The career building process on this pattern keeps going on, unabatedly.
When reaching at
the pinnacle of the career; holding the positions of Chief Engineers, General
Managers, Project Directors, and Director Generals, etc., they consider themselves
sailing in a boat that runs solely on their own skills and capabilities only.
At this stage of the career when everyone working under them is harmonized on
their instructions and orders, and everything happening around them works in
accordance with their wishes, they touch the highest point of superiority, if
not arrogance.

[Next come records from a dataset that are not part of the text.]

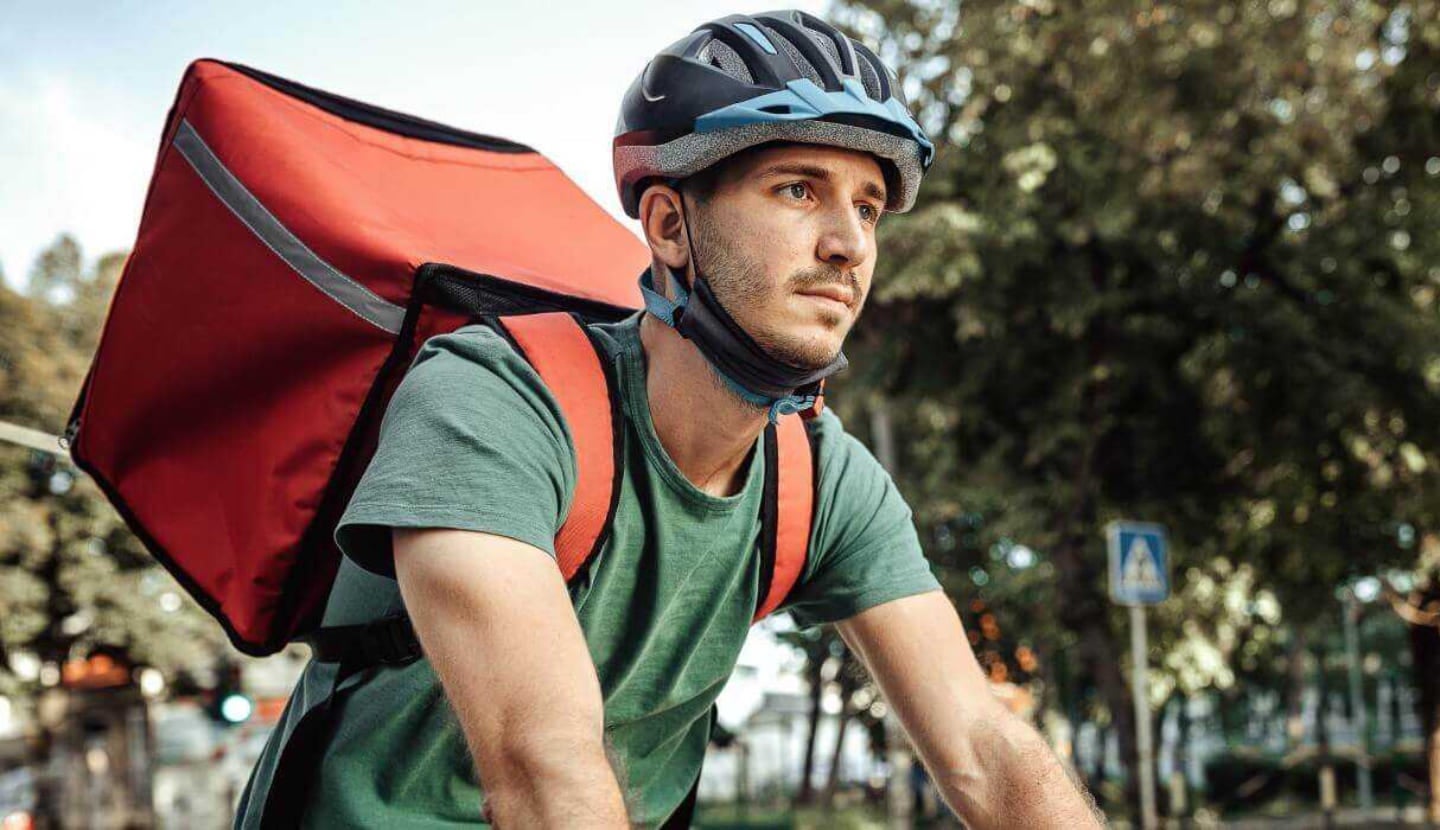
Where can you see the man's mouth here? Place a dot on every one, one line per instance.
(833, 293)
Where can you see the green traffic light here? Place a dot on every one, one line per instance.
(236, 708)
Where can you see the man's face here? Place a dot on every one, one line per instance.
(788, 244)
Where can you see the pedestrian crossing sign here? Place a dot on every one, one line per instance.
(1139, 562)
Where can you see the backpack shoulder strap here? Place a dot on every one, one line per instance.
(576, 373)
(786, 510)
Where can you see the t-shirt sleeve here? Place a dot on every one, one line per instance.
(471, 440)
(864, 545)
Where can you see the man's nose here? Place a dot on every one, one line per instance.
(844, 241)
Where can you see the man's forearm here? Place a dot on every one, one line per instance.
(1011, 778)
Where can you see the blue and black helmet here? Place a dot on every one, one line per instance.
(746, 79)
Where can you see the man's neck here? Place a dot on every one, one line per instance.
(706, 430)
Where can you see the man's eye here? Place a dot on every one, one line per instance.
(797, 189)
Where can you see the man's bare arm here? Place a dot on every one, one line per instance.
(991, 767)
(496, 621)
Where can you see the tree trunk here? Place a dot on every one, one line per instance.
(807, 794)
(1085, 614)
(833, 780)
(1295, 690)
(1424, 650)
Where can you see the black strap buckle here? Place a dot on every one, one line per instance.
(382, 641)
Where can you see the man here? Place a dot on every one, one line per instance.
(759, 154)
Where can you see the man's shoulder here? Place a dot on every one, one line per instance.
(484, 343)
(844, 464)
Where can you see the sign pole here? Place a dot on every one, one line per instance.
(1139, 652)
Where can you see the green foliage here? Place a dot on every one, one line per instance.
(1174, 262)
(72, 575)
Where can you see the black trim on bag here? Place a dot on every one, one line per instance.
(484, 294)
(769, 513)
(379, 117)
(582, 575)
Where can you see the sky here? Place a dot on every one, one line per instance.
(85, 87)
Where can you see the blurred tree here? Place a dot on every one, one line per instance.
(74, 581)
(1172, 262)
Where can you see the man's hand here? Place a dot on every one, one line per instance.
(496, 621)
(991, 767)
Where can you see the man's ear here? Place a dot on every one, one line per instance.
(660, 219)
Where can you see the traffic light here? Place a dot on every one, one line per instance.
(229, 705)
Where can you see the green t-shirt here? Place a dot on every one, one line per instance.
(473, 440)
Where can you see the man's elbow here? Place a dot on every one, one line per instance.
(550, 771)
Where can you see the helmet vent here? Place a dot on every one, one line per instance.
(720, 55)
(867, 77)
(828, 46)
(797, 56)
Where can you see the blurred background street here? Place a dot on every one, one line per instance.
(1175, 264)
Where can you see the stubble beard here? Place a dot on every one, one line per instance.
(740, 286)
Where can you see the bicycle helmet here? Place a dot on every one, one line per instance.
(746, 79)
(733, 84)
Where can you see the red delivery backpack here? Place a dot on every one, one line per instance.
(294, 252)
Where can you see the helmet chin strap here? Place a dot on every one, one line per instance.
(752, 373)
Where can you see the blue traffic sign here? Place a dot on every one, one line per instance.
(1139, 562)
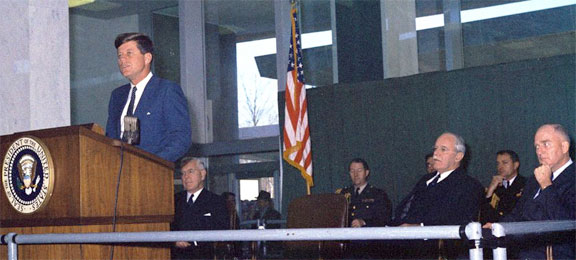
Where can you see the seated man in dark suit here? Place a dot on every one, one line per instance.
(264, 211)
(404, 206)
(197, 209)
(550, 195)
(448, 197)
(505, 188)
(158, 104)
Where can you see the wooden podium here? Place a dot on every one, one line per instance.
(86, 166)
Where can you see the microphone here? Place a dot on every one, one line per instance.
(131, 133)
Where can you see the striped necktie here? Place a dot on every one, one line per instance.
(130, 111)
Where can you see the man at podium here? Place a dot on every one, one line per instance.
(149, 112)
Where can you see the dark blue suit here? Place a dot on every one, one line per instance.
(556, 202)
(165, 128)
(455, 200)
(208, 212)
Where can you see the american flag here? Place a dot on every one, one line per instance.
(297, 148)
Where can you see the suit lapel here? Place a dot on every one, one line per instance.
(147, 98)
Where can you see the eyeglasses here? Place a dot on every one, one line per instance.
(191, 171)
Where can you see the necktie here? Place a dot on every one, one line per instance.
(434, 181)
(191, 200)
(130, 111)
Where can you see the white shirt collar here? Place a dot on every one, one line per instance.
(196, 194)
(512, 180)
(443, 176)
(141, 86)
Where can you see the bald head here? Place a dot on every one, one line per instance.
(552, 145)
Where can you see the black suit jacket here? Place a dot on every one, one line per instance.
(208, 212)
(164, 119)
(556, 202)
(453, 201)
(508, 199)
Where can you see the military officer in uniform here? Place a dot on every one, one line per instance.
(505, 188)
(368, 207)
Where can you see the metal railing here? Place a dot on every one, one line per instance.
(472, 231)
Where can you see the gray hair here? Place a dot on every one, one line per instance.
(558, 129)
(185, 160)
(460, 144)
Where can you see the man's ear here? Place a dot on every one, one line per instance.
(459, 156)
(148, 58)
(565, 147)
(203, 173)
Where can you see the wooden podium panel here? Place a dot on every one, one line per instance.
(86, 168)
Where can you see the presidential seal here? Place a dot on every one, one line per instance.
(28, 174)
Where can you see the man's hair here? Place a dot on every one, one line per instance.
(187, 159)
(559, 129)
(144, 43)
(460, 144)
(359, 160)
(513, 155)
(227, 194)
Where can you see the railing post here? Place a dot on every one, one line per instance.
(12, 246)
(473, 231)
(499, 252)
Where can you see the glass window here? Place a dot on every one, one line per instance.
(513, 31)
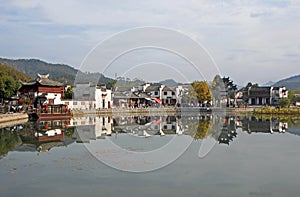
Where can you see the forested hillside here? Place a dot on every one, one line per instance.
(10, 81)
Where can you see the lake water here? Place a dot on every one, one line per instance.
(219, 155)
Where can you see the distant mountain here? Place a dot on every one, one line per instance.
(59, 72)
(270, 83)
(291, 83)
(10, 81)
(169, 82)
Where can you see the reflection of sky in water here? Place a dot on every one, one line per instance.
(256, 164)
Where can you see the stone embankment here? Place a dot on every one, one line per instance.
(12, 119)
(159, 111)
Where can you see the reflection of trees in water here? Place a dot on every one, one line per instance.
(20, 136)
(8, 140)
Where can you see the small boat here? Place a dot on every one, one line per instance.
(49, 112)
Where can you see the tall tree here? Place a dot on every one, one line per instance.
(202, 90)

Their ears tend to like hearing yes sir, yes sir, and their eyes
enjoy frowned, scared, and flattery faces of the subordinate employees with
artificial smiles, while their minds process the whole environment of “leading through
dictating” as the “kind and friendly”. This
authoritative role or rule does not last long since they become oblivious of
the retirement date that stalks around slowly but surely.
On the way up,
they meet and attend some farewell (retirement) parties of their seniors, where
they, when asked to speak, shower heaps of praises on the qualities and caliber
of the outgoing fellows. They vow to receive their calls instantly should they
need any help from them. This hardly and seldom works because their working circle
does not include retired colleagues. The calls and texts from them went ignored
and forgotten. The official and private lives are two different worlds and at different
levels. They never converge at any point.
Once retired, the
officers go through initial tremors in their lives. Unlike the growth process
which moves upwards slowly over a span of decades, the retirement makes a landfall quickly and undesirably, on an eventful
day. It rendered the officer devoid of
office protocols, removal of facilities like vehicles, drivers, and other
unspecified favours. It feels hard to find themselves sitting on opposite side
of the main chair (now occupying the visitors’ chair).
The very next day,
the same sun rises again but a new world dawns for a retired officer. The real-life
shocks of running the errands; driving your personal car for opening Pension
account in a nearby Bank, visiting crowded Pension office, Revenue office (for
free electricity supply), and National Savings Center, etc., waiting in long queues
as an ordinary senior citizen and still not assured of getting your problems
solved, are not easy to encounter with. The other possible haunting problems
could be the vacation of official residence, finding a suitable rented portion,
and financing educational expenses of your youngest children.
Besides, in their recent
post-retirement scenario, one will bump into the reality that all those
colleagues, still working in the organization, who promised to extend their
helps, are not helpful at all due to various valid and invalid reasons. This
reminds the hard fact of life; what goes around comes around.